Traitement de la dépendance aux benzodiazépines

Un résumé de l'article de Michael Soyka paru dans le New England Journal of Medecine 2017.

Médicaments
Cet article explique les effets des benzodiazépines sur les différents systèmes neurobiologiques et pharmacologiques mais également sur notre organisme dont le risque addictif. Leur utilisation doit être d’une durée la plus courte possible (2 à 4 semaines maximum) sinon une addiction peut s’installer. Tout d’abord, il faut savoir que notre système nerveux dispose d’un système GABAergique caractérisé par des récepteurs au GABA qui comprennent 7 sous-unités dont certaines sont impliquées dans l’anxiété et d’autres dans l’induction du sommeil.

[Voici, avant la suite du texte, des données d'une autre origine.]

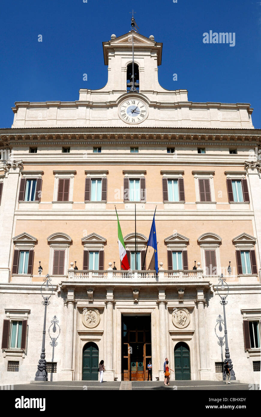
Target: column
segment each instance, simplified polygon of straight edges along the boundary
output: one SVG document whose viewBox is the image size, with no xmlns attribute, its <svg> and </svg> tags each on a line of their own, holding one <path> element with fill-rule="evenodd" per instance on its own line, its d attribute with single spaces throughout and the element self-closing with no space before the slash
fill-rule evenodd
<svg viewBox="0 0 261 417">
<path fill-rule="evenodd" d="M 203 289 L 197 289 L 196 303 L 198 305 L 198 345 L 200 367 L 198 370 L 200 380 L 211 379 L 211 370 L 208 369 L 207 354 L 207 329 L 205 319 L 204 305 L 206 300 L 204 298 Z"/>
<path fill-rule="evenodd" d="M 167 357 L 167 334 L 166 333 L 166 310 L 165 304 L 165 289 L 160 288 L 158 290 L 159 319 L 159 345 L 160 345 L 160 366 L 159 376 L 160 381 L 164 380 L 163 365 L 165 358 Z"/>
<path fill-rule="evenodd" d="M 107 289 L 106 311 L 106 358 L 104 361 L 106 372 L 104 374 L 106 381 L 114 381 L 113 370 L 113 287 Z"/>
<path fill-rule="evenodd" d="M 23 168 L 21 161 L 7 161 L 4 164 L 5 177 L 0 213 L 4 221 L 0 225 L 1 236 L 1 256 L 0 257 L 0 282 L 9 282 L 10 280 L 10 265 L 12 263 L 13 253 L 12 238 L 15 235 L 13 231 L 15 210 L 18 201 L 18 187 L 20 171 Z"/>
<path fill-rule="evenodd" d="M 64 380 L 69 378 L 68 380 L 73 380 L 73 333 L 74 304 L 74 288 L 70 287 L 68 289 L 67 298 L 65 303 L 67 306 L 67 314 L 66 317 L 66 325 L 64 339 L 65 347 L 64 368 L 63 370 L 64 374 Z"/>
</svg>

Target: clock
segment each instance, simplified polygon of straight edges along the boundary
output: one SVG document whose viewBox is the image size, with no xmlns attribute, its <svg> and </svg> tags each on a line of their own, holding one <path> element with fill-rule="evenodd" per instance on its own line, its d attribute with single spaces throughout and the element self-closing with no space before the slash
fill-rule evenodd
<svg viewBox="0 0 261 417">
<path fill-rule="evenodd" d="M 144 101 L 139 98 L 129 98 L 120 104 L 118 113 L 123 121 L 136 125 L 141 123 L 147 118 L 148 109 Z"/>
</svg>

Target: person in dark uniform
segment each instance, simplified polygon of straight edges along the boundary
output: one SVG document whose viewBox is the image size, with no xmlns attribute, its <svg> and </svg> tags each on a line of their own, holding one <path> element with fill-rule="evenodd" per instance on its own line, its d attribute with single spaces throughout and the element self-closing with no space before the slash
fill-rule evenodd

Au niveau thérapeutique, il est important de considérer les profils « simples » et « complexes » (avec une addiction associée aux opiacés ou avec une pathologie psychiatrique lourde). En effet, il faudra, comme l’indique l’article, maintenir le traitement de substitution aux opiacés pendant la durée du sevrage aux benzodiazépines et également ajuster le traitement pour la pathologie psychiatrique (il est préconisé de maintenir voire introduire un traitement qui est à la fois thymo-régulateur et anti-convulsivant comme la Carmabazépine (Tégrétol®) à 200mg en deux prises par jour). A ce titre, pour traiter l’anxiété, il faudra préférer des anxiolytiques non benzodiazépines. Enfin, un processus pour réduire la consommation de benzodiazépines vers un sevrage durable est proposé. Cela doit se faire :
  • de façon très progressive en diminuant la dose totale de 10 à 25 % toutes les deux semaines et sur une durée de 6 à 8 semaines.
  • en basculant vers une molécule de longue durée d’action. Ici le DIAZEPAM (Valium®) est proposé.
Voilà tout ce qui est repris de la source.